MEMORYHOUSE – The Years E.P.
(Sub Pop, 2011)
Probabilmente sulla scia del successo dei “suoi” Beach House, la Sub Pop si sta dimostrando particolarmente sensibile alla sempre più diffusa riscoperta di dilatate sonorità dream-pop.
Prova ne è il recente ingresso nel suo roster di due delle band che negli ultimi mesi hanno richiamato su di sé l’attenzione dei “ricercatori” di musica in rete attraverso gli strumenti di video o streaming (ormai eredi moderni dei vecchi demo e 45 giri): gli inglesi Still Corners, che licenzieranno a ottobre il loro atteso album di debutto e il duo canadese Memoryhouse, formato dal compositore Evan Abeele e dalla cantante Denise Nouvion, invero già autore di un paio di singoli, tra digitali e fisici, negli ultimi due anni.
Ed è proprio una versione riveduta e ampliata del loro Ep “The Years” a essere adesso licenziata dalla prestigiosa etichetta di Seattle; rispetto alla precedente versione, pubblicata a inizio 2010, l’attuale Ep vede l’aggiunta di due brani, in luogo di un interludio strumentale, mentre anche i tre pezzi comuni sono stati registrati ex novo.
Da questo processo di aggiunta, sottrazione e rimaneggiamento, risultano poco meno di venti minuti di languori sognanti, che scolorano le originarie tendenze shoegaze del duo (invero più riscontrabile nell’attitudine che non nel suono) in una sorta di ambient-pop visionario, che coniuga il copioso utilizzo di filtraggi, effetti, campionamenti e sonorità sintetiche con un’onirica indole pop, costellata di dolcezze eteree.
Se in effetti l’opener “Sleep Patterns” può inizialmente far balenare proprio il ricordo dei Beach House, il progressivo rallentamento di tempi e le pulsazioni sfumati della drum machine inducono una coltre narcolettica sulla quale la celestiale voce della Nouvion dispiega melodie impalpabili, che sanno di penombra e di rugiada.
Ancora più lenta e cullante la successiva “Lately”, i cui riverberi finissimi e gli archi filtrati inducono una quiete ovattata, plasmando sensazioni preziose e visionarie, come se si trattasse di una ulteriore rarefazione dell’incanto dei Cocteau Twins.

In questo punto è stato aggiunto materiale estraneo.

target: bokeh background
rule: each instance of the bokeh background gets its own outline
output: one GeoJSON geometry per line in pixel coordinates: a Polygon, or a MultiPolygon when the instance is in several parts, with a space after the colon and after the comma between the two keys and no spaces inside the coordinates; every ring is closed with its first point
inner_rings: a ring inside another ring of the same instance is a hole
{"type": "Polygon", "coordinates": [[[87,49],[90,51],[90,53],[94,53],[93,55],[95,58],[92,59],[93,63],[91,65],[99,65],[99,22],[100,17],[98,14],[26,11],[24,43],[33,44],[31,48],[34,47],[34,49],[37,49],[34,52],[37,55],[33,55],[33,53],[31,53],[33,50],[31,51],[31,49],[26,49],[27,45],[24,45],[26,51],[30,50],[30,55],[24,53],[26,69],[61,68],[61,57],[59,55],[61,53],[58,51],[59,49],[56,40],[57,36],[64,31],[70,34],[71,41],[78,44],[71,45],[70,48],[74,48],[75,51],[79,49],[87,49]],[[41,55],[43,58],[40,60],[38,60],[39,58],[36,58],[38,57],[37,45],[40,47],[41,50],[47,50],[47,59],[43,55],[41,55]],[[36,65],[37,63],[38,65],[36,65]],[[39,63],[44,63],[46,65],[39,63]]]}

E proprio l’indimenticabile band capitanata da Liz Fraser si staglia quale icona del duo canadese nel binomio “Modern, Normal”-“To The Lighthouse”, la prima vivacizzata da tastiere liquide e battiti sintetici, la seconda avvinta in un bozzolo di fragile nostalgia.
Infine, i due minuti di “Quiet America” chiudono la nuova versione di “The Years” sancendo una transizione slow-core, che definisce i Memoryhouse come assai distanti dai prevalenti revival wave e piuttosto intesi a creare una propria formula slow-dream-pop.
In tal senso, “The Years” segna una sorta di promettente “secondo debutto” per un duo in possesso di tutte le potenzialità per regalare ulteriori carezze con la sua declinazione sensuale ed eterea di canzoni sospese tra terra e cielo, tra dolci malinconie e sogni a occhi aperti.